Anyone wary of taking up the headline prices advertised by the more aggressive budget airlines will not have had their doubts eased following the news that the police had to attend an aircraft at Prestwick Airport (not in Glasgow) yesterday, after passengers became fractious after a four hour wait for a departure slot.
That the flight was bound for Girona (not in Barcelona) is all you need to know: the operator was, of course, Ryanair, the Millwall of air carriers (everybody hates us and we don’t care). The behaviour of the crew, and the following attempt to offload blame and responsibility, are text book Ryanair, and anyone even considering flying with them should know what they may be letting themselves in for.

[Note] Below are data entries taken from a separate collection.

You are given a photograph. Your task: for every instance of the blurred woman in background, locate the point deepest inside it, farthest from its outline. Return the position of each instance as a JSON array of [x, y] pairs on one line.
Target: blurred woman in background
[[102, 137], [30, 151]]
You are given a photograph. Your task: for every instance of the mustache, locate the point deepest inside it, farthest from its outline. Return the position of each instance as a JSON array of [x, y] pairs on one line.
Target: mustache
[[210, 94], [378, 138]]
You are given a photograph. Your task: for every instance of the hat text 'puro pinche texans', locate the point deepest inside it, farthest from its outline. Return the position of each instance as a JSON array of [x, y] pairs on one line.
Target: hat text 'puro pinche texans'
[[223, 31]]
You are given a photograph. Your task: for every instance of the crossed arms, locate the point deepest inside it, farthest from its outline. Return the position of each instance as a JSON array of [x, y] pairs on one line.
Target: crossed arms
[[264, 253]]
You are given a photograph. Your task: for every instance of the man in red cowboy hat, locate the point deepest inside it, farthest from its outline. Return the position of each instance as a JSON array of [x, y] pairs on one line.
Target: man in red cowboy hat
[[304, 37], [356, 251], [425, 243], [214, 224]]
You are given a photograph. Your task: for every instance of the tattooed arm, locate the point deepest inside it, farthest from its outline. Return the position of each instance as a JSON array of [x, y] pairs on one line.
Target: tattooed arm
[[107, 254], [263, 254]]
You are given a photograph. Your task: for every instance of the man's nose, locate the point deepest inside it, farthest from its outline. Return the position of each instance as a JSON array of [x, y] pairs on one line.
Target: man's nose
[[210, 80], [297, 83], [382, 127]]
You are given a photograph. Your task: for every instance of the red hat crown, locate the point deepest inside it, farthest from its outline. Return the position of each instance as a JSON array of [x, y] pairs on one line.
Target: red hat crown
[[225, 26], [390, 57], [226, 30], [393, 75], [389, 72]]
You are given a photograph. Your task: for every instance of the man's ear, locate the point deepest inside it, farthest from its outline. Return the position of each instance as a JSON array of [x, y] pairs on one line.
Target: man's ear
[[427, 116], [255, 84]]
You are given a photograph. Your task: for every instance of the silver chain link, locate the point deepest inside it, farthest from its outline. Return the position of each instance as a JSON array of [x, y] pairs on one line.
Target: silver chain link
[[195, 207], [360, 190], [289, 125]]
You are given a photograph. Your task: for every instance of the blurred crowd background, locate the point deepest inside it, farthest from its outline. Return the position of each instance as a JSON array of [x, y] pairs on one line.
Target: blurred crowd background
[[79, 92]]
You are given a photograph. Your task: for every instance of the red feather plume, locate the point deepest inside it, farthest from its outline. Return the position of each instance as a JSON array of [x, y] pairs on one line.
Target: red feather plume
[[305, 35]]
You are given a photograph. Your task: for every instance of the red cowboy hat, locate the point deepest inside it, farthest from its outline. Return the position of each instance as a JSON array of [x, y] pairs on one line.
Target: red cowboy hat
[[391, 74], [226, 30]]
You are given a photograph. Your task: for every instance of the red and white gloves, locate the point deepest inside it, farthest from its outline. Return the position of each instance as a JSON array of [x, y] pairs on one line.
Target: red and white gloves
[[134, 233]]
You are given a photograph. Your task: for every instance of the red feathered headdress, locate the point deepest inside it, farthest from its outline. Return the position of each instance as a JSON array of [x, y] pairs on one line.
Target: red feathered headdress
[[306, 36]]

Take-off had been delayed, following another bout of industrial action by air traffic controllers in France. However, having closed up the aircraft, the crew refused to let anyone get off: this could potentially have delayed departure, should a window of opportunity arise, and for Ryanair, what is operationally convenient for them trumps any consideration for the punters.
Moreover, the crew also refused to issue drinks to the increasingly unhappy passengers: Ryanair’s excuse was that they were bound by regulation not to “open the bars”. This is utter tosh: they could have got water to the punters without “opening the bars”, but, again, this may have been operationally inconvenient, and would have cost Ryanair money.
Ultimately, it was the police that stumped up for water and snacks, so Ryanair dumped their responsibility on the UK taxpayer. And they kept over 160 passengers on board one of their aircraft for six hours before finally taking off. Predictably the carrier has blamed the French industrial action, but once again it is Ryanair’s behaviour that has fallen short.
That behaviour, together with the inability to own up to their own responsibility, and the appalling dumping on the police, can lead to only one conclusion. And that, Michael O’Leary, is that your attitude, and your airline’s service, are not good enough.